Além disso, para o Lancelot, Bresson pensou em, pela primeira vez, lançar mão de atores profissionais depois de muitos anos, contrariando sua prática de só formar seus casts com o que ele chamava de 'modelos'. [Para os papéis de Guinevere e Lancelot ele havia cogitado, respectivamente, Natalie Wood e Burt Lancaster – ambos no auge de suas carreiras].
O projeto, no entanto, desandou. E, muitos anos após, ele acabou empregando 'modelos' e não atores na feição do filme. 'Modelos' é sua denominação para amadores, gente comum, que nunca esteve antes diante de uma câmera de filmagem sob um set de luzes. E o que Bresson almejava com esses modelos era justamente, através deles, captar uma dose a mais de espontaneidade e humanidade – complexa, hesitada, exilada dos clichês das performances dos atores escolados: os galãs ou primas-donas, que o star system de Holywood consagrou. [Ou, por aqui, o telemelodrama da Globo].
Uma espontaneidade que, a seu modo de ver, perde-se para sempre quando se estuda para/ou se torna um ator profissional. Os tiques e vícios que são incorporados nesse processo. Vícios que, de acordo com ele, deixam em corolário o fato de uma pessoa sequer erguer a sobrancelha com certa espontaneidade ou automatismo. Toda essa questão é, aliás, calcada na contraposição radical que Bresson propõe entre o teatro, de um lado, e o cinema de outro. Sendo o cinema, para ele, uma espécie de anti-teatro.
Aliás, não propriamente o cinema. O termo que Bresson lançava mão era 'cinematógrafo'. E era 'cinematógrafo' o que ele dizia realizar para contrapor sua arte à quase totalidade do que fora e vinha sendo feito para ser veiculado em salas de exibição ao seu tempo. 'Cinema', para ele, na radicalidade de seu parti-pris, era apenas teatro fotografado. Tudo isso segue exposto em suas raras entrevistas e no seu precioso e único livro, Notas sobre o cinematógrafo. O livro é, na verdade, um magro analecto de uma devastadora lucidez e organicidade. Um maximário como não se encontra igual entre qualquer outro grande cineasta que escreveu sobre o ofício. Há uma proverbialidade espontânea exalando-se ao longo de todo o livro. Vejamos algumas dessas pequenas notas. Em especial, as que tratam dessa relação teatro/cinema, mediada pela diferença entre atores/modelos – e que ele entendia como tão conflituosa e, mesmo, antitética. [Até certo ponto o grande número de citações visa contextualizar um melhor entendimento da questão]:
Um ator extrai de si o que não está verdadeiramente dentro dele.
[Notas sobre o cinematógrafo, trad.
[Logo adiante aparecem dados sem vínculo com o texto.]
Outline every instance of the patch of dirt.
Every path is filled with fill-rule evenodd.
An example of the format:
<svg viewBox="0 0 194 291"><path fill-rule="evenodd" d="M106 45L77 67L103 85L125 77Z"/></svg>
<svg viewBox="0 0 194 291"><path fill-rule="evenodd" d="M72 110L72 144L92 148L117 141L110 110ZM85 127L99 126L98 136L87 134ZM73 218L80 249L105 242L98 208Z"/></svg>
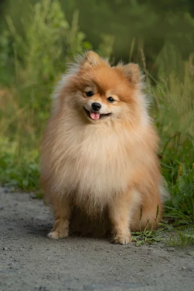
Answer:
<svg viewBox="0 0 194 291"><path fill-rule="evenodd" d="M29 194L0 189L1 291L193 291L193 247L47 237L52 216Z"/></svg>

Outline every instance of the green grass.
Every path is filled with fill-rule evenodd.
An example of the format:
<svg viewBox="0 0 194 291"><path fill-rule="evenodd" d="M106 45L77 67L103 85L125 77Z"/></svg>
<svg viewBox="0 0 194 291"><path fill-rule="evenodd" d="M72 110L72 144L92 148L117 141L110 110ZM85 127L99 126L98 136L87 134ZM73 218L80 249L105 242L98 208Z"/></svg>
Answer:
<svg viewBox="0 0 194 291"><path fill-rule="evenodd" d="M22 35L7 16L8 28L0 37L0 183L39 193L39 146L53 86L73 54L92 45L80 31L78 12L68 23L56 0L40 1L30 11L21 14ZM113 37L102 40L97 51L111 55ZM157 80L147 70L143 52L142 59L151 114L161 138L162 171L171 195L161 226L171 230L194 225L194 62L192 54L180 59L174 48L173 70L168 47L158 55ZM146 230L138 235L144 242L158 236Z"/></svg>

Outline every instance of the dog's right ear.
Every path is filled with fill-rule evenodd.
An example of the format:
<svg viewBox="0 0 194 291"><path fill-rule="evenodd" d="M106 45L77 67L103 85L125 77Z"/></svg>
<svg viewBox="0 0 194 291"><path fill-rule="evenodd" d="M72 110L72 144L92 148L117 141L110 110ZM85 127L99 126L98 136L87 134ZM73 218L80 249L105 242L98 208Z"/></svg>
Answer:
<svg viewBox="0 0 194 291"><path fill-rule="evenodd" d="M84 56L81 66L87 67L89 66L95 67L99 65L101 62L102 60L98 55L93 50L90 50L86 52Z"/></svg>

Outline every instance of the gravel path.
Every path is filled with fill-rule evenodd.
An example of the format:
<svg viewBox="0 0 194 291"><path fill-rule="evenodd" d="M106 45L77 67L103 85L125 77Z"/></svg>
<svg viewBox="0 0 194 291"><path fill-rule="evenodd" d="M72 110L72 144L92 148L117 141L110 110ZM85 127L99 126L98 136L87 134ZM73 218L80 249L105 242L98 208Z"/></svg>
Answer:
<svg viewBox="0 0 194 291"><path fill-rule="evenodd" d="M52 216L41 200L0 189L0 291L193 291L193 247L137 247L108 240L46 235Z"/></svg>

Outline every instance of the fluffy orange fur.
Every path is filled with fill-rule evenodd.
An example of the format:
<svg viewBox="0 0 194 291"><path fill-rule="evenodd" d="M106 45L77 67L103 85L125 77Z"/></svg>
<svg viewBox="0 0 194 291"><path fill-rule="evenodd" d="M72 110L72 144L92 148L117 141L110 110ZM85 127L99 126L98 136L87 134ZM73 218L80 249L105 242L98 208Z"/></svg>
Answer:
<svg viewBox="0 0 194 291"><path fill-rule="evenodd" d="M160 222L159 139L142 83L138 65L111 66L93 51L63 76L42 144L41 181L55 218L49 238L68 235L74 206L89 216L106 210L113 241L121 244L131 241L140 216L142 228L148 220L150 226ZM94 102L101 106L97 120Z"/></svg>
Evaldo Moscarzel, Iluminuras, 2005, p.56]
Modelos. Capazes de se abstrair da própria vigilância, capazes de ser divinamente 'eles mesmos'.
[p.63]
A seus modelos: “falem como se estivessem falando para vocês mesmos”. MONÓLOGO EM VEZ DE DIÁLOGO.
[69]
Modelos. Mecanizados exteriormente. Intactos, virgens interiormente.
[70]
O ator que estuda o seu papel supõe um “eu” conhecido antecipadamente (que não existe).
[74]
O real não é dramático. O drama nascerá de uma evolução de elementos não dramáticos.
[75]
À segurança dos atores contraponha o encanto dos modelos que não sabem o que são.
[77]
Modelos: movimento de fora para dentro [nota do blogueiro: isto é do visível, do mundo, para a personalidade; ou se quiserem, do mundo para o espírito, o temperamento, a psicologia individuada de cada um]
Atores: movimento de dentro para fora.
[18]
Não há relações possíveis entre um ator [de teatro] e uma árvore. Eles permanecem dois universos diferentes. [Afinal] uma árvore de teatro simula uma árvore verdadeira.
[21]
Opor ao relevo do teatro a superfície lisa do cinematógrafo.
[27]
No palco, um cavalo, um cachorro que não é de gesso causa um mal-estar. Ao contrário do cinematógafo, buscar uma verdade no real é funesto para o teatro.
[As seguintes citações foram retiradas de entrevistas com o cineasta, em diferentes revistas e até documentários, mas vão no mesmo rumo]:
“O cinema é o teatro fotografado. O termo cinematógrafo é, para mim, sinônimo de arte cinematográfica.”
“Dizer um texto, ler um texto, nunca recitá-lo.”
“Uma dificuldade substancial em parte de meu trabalho é fazer meus não-atores falar normalmente. Não pretendo eliminar o diálogo (como no cinema mudo), mas meus diálogos têm de ser muito especiais – não como os discursos do teatro.”
Um ator adquiriu de tal modo o hábito de ser ator que, na própria vida, ele é ator. Não pode evitar sê-lo. Viver de outra maneira. Não pode existir de outro modo que não seja exteriorizando-se.
[Não buscar] catalogar uma emoção como fazem os virtuosos. É isso: os atores são virtuosos.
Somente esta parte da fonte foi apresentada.